Dans une entrevue accordée à La Voix de l’Est l’été dernier, Dardan Isufi, cofondateur d’Eva avec Raphaël Gaudreault, disait vouloir «déconstruire» le monopole d’Uber au Québec.

Marché du taxi: après Uber, Québec ouvre la porte à Eva

EXCLUSIF / Uber ne sera plus seul à tenter de percer le marché du taxi. Le gouvernement du Québec ouvre un peu plus grand la porte au transport collaboratif en autorisant un deuxième joueur, la coopérative québécoise Eva.

Le Soleil a appris que le gouvernement Legault vient de modifier le projet pilote signé avec Uber en 2016 pour y ajouter une entente avec la coopérative de solidarité Eva. La jeune pousse québécoise pourra donc rivaliser avec le géant américain, en étant autorisée à offrir du transport en voiture dans les marchés de Québec, de Montréal et de Gatineau.

L’entreprise fondée en 2017 par Raphaël Gaudreault, de Saguenay, et Dardan Isufi, de Granby, tente depuis plusieurs mois d’obtenir le droit de s’implanter au Québec. Dans une entrevue accordée à La Voix de l’Est l’été dernier, M. Isufi disait vouloir «déconstruire» le «monopole» d’Uber au Québec. Il dénonçait le projet pilote de 2016, — qui a été reconduit en 2017 et en 2018 —, qui empêchait selon lui toute nouvelle concurrence dans le monde du transport collaboratif. 

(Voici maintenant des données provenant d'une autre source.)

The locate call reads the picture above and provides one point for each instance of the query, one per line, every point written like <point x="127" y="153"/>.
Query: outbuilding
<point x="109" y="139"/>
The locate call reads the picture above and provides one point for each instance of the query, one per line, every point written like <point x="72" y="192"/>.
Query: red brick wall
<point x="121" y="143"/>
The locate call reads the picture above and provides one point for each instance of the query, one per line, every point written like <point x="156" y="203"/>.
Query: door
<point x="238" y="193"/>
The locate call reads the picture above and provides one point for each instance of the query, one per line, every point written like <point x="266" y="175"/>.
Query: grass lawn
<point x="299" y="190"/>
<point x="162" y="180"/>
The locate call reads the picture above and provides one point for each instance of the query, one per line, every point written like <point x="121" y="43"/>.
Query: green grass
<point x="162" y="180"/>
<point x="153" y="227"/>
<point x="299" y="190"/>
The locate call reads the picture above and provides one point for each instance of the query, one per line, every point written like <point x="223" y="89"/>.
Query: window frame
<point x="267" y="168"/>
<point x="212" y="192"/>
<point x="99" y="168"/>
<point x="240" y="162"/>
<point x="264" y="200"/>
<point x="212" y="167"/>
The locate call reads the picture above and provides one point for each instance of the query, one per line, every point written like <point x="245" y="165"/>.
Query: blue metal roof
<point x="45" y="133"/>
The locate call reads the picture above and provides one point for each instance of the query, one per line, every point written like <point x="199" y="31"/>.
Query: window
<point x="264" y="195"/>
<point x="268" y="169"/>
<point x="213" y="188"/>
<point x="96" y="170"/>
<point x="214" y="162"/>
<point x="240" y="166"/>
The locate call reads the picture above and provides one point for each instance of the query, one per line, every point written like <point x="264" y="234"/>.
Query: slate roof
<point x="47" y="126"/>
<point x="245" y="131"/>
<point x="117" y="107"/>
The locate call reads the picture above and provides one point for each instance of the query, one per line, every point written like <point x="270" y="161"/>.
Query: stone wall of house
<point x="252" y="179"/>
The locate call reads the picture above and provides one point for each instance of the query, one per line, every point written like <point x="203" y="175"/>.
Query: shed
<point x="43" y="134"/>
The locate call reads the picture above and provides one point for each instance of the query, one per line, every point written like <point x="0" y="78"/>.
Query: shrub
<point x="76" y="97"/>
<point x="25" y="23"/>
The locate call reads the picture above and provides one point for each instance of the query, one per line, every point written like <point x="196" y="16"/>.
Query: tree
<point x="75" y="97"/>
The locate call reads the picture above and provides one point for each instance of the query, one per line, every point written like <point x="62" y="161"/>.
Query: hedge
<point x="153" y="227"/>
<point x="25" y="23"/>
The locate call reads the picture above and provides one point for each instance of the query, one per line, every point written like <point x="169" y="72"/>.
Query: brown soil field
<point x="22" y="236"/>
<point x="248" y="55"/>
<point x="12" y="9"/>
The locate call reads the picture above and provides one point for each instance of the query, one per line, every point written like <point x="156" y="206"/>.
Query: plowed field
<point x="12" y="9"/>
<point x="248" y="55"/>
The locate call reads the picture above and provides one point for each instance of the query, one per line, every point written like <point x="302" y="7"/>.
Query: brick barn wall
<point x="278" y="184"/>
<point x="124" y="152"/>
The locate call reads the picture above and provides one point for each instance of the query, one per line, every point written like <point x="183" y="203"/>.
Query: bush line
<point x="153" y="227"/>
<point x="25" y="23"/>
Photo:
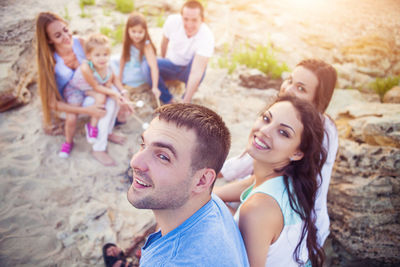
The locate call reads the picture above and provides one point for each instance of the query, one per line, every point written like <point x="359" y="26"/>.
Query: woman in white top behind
<point x="314" y="81"/>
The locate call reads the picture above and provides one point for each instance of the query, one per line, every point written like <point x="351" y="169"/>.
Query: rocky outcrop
<point x="392" y="96"/>
<point x="18" y="64"/>
<point x="364" y="199"/>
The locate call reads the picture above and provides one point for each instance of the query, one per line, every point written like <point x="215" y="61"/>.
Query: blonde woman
<point x="58" y="56"/>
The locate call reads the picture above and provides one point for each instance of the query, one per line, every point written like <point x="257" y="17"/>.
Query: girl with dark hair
<point x="136" y="48"/>
<point x="312" y="80"/>
<point x="276" y="215"/>
<point x="59" y="54"/>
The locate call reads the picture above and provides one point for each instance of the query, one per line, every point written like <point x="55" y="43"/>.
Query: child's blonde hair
<point x="94" y="40"/>
<point x="135" y="18"/>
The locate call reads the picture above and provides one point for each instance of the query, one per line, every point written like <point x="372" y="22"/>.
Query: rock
<point x="259" y="81"/>
<point x="18" y="69"/>
<point x="373" y="53"/>
<point x="392" y="96"/>
<point x="364" y="202"/>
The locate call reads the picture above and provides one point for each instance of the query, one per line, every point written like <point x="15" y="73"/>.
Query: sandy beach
<point x="59" y="212"/>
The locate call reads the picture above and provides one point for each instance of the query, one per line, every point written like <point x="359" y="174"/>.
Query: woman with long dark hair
<point x="277" y="216"/>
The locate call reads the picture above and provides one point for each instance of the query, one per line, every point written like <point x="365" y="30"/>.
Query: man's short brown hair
<point x="213" y="137"/>
<point x="194" y="4"/>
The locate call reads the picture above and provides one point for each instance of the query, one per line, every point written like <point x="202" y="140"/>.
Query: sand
<point x="57" y="212"/>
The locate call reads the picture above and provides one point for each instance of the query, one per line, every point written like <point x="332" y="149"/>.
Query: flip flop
<point x="117" y="122"/>
<point x="109" y="261"/>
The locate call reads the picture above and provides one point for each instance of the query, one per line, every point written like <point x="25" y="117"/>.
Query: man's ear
<point x="204" y="180"/>
<point x="298" y="155"/>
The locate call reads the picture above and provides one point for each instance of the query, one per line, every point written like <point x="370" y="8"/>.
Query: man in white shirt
<point x="186" y="47"/>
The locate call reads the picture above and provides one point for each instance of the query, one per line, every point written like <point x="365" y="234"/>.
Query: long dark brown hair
<point x="134" y="19"/>
<point x="45" y="61"/>
<point x="327" y="77"/>
<point x="302" y="175"/>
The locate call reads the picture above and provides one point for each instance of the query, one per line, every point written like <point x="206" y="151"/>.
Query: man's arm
<point x="199" y="65"/>
<point x="164" y="46"/>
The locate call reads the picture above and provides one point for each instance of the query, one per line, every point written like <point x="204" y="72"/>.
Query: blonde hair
<point x="45" y="62"/>
<point x="135" y="18"/>
<point x="95" y="40"/>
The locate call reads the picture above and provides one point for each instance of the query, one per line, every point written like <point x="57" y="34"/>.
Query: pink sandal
<point x="65" y="150"/>
<point x="91" y="133"/>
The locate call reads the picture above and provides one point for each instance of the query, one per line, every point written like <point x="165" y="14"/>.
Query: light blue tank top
<point x="63" y="73"/>
<point x="280" y="253"/>
<point x="132" y="73"/>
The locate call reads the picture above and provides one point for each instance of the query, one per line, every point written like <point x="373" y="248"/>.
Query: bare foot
<point x="103" y="158"/>
<point x="117" y="139"/>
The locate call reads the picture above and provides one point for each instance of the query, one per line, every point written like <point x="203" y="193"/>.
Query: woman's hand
<point x="97" y="111"/>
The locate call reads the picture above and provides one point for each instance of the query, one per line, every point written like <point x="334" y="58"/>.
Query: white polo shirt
<point x="182" y="49"/>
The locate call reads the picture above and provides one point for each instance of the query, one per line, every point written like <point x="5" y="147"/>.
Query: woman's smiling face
<point x="276" y="135"/>
<point x="58" y="34"/>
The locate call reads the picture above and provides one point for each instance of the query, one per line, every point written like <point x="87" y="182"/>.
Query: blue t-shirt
<point x="63" y="73"/>
<point x="210" y="237"/>
<point x="132" y="73"/>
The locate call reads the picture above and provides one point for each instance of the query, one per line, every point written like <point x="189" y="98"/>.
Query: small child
<point x="137" y="47"/>
<point x="98" y="50"/>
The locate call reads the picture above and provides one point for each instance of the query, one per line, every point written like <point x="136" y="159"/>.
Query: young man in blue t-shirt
<point x="174" y="172"/>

Eva fonctionne un peu de la même façon qu’Uber. Les passagers s’inscrivent comme membres et signalent par l’entremise d’une application mobile leurs besoins en transport.

La différence avec Uber, c’est que les profits de cette économie de partage restent dans la communauté où ont eu lieu les transactions. Eva demande aux chauffeurs de lui verser 15 % du prix de la course, alors que Uber prélève 25 %, et Eva n’a pas de bureau central qui voit et conserve les données des utilisateurs. Les cofondateurs Isufi et Gaudreault se servent de la technologie de la chaîne de blocs pour assurer une transmission d’information transparente et sécurisée entre les utilisateurs. 

Bonnardel impressionné

Lorsqu’il était dans l’opposition, le caquiste François Bonnardel avait livré lui-même la demande d’Eva à l’ex-ministre des Transports André Fortin. Il jugeait son modèle d’affaires «impressionnant» et s’impatientait de voir le gouvernement reconnaître son potentiel. Maintenant qu’il est aux commandes comme ministre des Transports, M. Bonnardel a, visiblement, fait avancer le dossier. 

Les conditions exigées pour qu’Eva puisse faire des affaires au Québec sont légèrement différentes de celles d’Uber. Le ministère des Transports exige que Eva lui verse entre 1,17 $ et 1,53 $ par course, contrairement à des redevances oscillant entre 0,90 $ et 1,26 $ pour Uber. C’est qu’Uber doit verser un acompte trimestriel de 1,1 million $ au gouvernement du Québec, tandis que pour Eva, qui est une jeune entreprise en démarrage, l’acompte sera de 100 000 $ chaque trois mois. 

Pour le reste, les deux entreprises devront respecter les mêmes règles. Le gouvernement exige que les chauffeurs soient formés, que leurs antécédents judiciaires soient vérifiés, que la mécanique de leurs véhicules soit conforme et que ces véhicules soient bien identifiés.

Pour l’heure, Eva pourra seulement s’implanter dans les trois grandes villes où se trouve Uber (Montréal, Québec et Gatineau), même si son objectif à plus long terme est de sortir des grands centres et d’offrir une solution de transport aux plus petites villes du Québec. 

Depuis qu’il est au pouvoir, le gouvernement Legault a éteint des feux dans le monde du taxi et du transport collaboratif en reconduisant à la pièce tous les projets pilotes qui avaient été autorisés par l’ancien gouvernement libéral. 

Le ministre Bonnardel planche maintenant sur une modernisation globale de l’industrie du taxi, qui permettrait une équité entre tous les joueurs, que ce soit les taxis conventionnels, les taxis électriques ou les applications mobiles de transport de personnes. Le souhait est d’arriver avec une solution globale d’ici environ un an.